The numbers just don't add up
The numbers just don't add up
With the approval of the deficit reduction bond in 2010, Mayor Lombardi was able to start fresh. Any deficit that existed, regardless of who may have been responsible for it in the first place, was now gone. The bond payment money was included in the budget and the slate was clean. The starting point was zero.
Since that time (and even before) we read constantly how Mayor Lombardi saved North Providence tens of thousands of dollars as a result of his self-proclaimed financial wizardry. In big splashes spread over the pages of the North Providence Breeze over the past several years we learned that the town achieved several budget surpluses. The mayor issued press releases explaining how he saved the town tens of thousands of dollars by reducing the number of town employees, consolidating positions, purchasing a fire truck on e-Bay, purchasing dump trucks from state surplus, decreasing the reliance on private snow plow drivers by relying on Department of Public Works workers to perform the service, closing the Geneva Fire Station, using state grant money to acquire Camp Meehan so as preserve it as open space, install a new natural heating system at town hall, withdrawing from REAP Energy Program in favor of another (no-bid) electric supplier, consolidating street sweeping services and animal control services with the town of Johnston (without required council approval), etc., etc. Many of these initiatives violated state law or the town charter and some were done despite protests from the Town Council, but they were done anyway, all under the guise of saving money. In addition, the town experienced the $60 million Google windfall and successfully petitioned the federal government to use some of that money to pay the deficit in the police pension program that resulted from four consecutive years of woeful underfunding by the Lombardi administration. This money will even ensure that the town will not have to fund any new police equipment, supplies and building renovations for years to come.

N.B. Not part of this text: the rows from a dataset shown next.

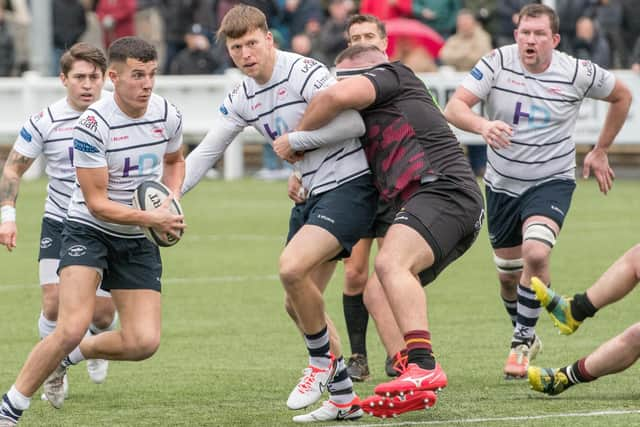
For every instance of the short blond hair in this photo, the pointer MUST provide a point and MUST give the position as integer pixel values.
(240, 20)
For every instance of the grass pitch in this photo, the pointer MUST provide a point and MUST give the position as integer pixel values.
(230, 355)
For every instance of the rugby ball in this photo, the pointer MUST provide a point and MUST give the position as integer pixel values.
(150, 195)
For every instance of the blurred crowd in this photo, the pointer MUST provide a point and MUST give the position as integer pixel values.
(424, 34)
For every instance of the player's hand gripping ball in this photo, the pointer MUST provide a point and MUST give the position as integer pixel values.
(150, 195)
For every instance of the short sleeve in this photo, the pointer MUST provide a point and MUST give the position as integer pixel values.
(385, 80)
(175, 129)
(230, 111)
(308, 76)
(594, 81)
(480, 79)
(89, 137)
(30, 140)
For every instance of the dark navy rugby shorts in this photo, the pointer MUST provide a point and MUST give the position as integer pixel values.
(506, 214)
(126, 263)
(449, 216)
(346, 212)
(50, 238)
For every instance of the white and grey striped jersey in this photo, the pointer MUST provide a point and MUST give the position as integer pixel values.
(131, 149)
(274, 109)
(542, 110)
(50, 133)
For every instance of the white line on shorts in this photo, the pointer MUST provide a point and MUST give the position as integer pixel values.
(168, 281)
(501, 419)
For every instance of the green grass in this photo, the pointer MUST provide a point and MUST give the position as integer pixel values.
(230, 355)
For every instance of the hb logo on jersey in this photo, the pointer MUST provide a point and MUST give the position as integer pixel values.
(537, 116)
(144, 164)
(281, 128)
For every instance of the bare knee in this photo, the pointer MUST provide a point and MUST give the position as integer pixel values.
(50, 302)
(291, 272)
(141, 347)
(631, 337)
(385, 267)
(104, 313)
(633, 258)
(355, 278)
(69, 335)
(290, 310)
(536, 257)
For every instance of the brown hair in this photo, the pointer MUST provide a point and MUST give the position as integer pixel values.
(131, 47)
(361, 19)
(353, 52)
(241, 19)
(83, 52)
(535, 10)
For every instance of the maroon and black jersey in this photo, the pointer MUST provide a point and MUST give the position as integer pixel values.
(408, 139)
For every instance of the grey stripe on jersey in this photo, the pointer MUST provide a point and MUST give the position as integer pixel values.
(275, 108)
(132, 150)
(541, 109)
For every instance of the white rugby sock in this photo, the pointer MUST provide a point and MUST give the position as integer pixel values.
(45, 326)
(18, 400)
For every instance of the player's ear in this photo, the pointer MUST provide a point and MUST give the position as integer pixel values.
(112, 72)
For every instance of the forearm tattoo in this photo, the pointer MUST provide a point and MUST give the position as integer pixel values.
(9, 183)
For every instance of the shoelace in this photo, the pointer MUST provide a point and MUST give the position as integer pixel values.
(308, 379)
(400, 362)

Now, despite having increased taxes more than 25 percent since taking office, reducing the exemption on the car tax to $500 (the lowest allowed by state law), and increasing many license and permit fees, the mayor is asking for another tax increase and proposing the deferment of much needed street paving. The question that must be asked is, "Where is all the money going?"
According to statistics and surveys published by golocalprov.com, North Providence instituted tax increases in Fiscal Years 2010 and 2011 that exceeded the state imposed cap. As compared to Rhode Island's 31 towns (cities excluded) North Providence has the #1 highest taxes, the 7th highest total debt, the 11th highest unemployment rate, the most foreclosures, and the 2nd highest car taxes. There are lists on which North Providence was not prominently featured, however. They include the list of best towns in which to live and the list of best towns for doing business. Is it any wonder based on the track record that North Providence would be absent from those lists?

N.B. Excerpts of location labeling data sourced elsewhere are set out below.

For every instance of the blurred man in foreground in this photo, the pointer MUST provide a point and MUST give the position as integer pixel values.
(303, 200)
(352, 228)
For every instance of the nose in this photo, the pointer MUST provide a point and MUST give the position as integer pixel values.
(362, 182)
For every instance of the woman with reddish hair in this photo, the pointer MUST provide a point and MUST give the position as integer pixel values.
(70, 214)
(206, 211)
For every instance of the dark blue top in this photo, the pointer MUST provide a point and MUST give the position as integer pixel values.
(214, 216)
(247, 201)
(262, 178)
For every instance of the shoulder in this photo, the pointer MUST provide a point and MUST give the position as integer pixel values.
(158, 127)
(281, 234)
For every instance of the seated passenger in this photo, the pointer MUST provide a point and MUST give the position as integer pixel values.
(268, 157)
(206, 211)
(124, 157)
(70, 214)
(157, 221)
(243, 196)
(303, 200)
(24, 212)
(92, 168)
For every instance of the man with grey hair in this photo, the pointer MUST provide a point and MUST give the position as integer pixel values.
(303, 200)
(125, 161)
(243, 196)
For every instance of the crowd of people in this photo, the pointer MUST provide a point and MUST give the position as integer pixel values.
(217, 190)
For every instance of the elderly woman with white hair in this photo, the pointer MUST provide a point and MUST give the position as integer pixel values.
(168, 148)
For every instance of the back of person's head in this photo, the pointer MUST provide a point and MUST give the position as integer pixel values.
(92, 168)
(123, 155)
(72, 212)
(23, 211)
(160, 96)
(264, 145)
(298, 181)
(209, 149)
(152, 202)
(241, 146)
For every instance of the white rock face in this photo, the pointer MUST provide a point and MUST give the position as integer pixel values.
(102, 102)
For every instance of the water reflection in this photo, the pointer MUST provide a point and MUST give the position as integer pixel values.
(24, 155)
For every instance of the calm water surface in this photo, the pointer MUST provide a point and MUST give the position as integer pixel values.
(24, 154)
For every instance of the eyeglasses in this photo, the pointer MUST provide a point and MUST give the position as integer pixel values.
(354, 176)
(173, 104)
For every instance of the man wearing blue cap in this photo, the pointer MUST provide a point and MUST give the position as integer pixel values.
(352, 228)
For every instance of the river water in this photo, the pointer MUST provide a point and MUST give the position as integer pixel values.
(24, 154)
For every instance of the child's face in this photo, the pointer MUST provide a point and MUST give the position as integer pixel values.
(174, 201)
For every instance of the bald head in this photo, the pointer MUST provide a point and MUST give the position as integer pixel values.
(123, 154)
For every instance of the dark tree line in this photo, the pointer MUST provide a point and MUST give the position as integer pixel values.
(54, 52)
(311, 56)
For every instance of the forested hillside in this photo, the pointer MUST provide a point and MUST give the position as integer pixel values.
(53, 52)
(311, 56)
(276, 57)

The taxpayers deserve to know how it is possible to start with a zero balance in Fiscal Year 2011, institute all the aforementioned cost saving initiatives, receive the Google windfall, be among the most heavily taxed towns, and still need a tax increase in Fiscal Year 2014? The Town Council needs to demand answers. The numbers just don't add up.
Frank A. Manfredi Paul F. Caranci
The writers are former council members who served on the Council Finance Committee when the deficit reduction bond was negotiated and implemented. Manfredi served as chairman and was a prime architect of the deficit reduction bond that was ultimately employed.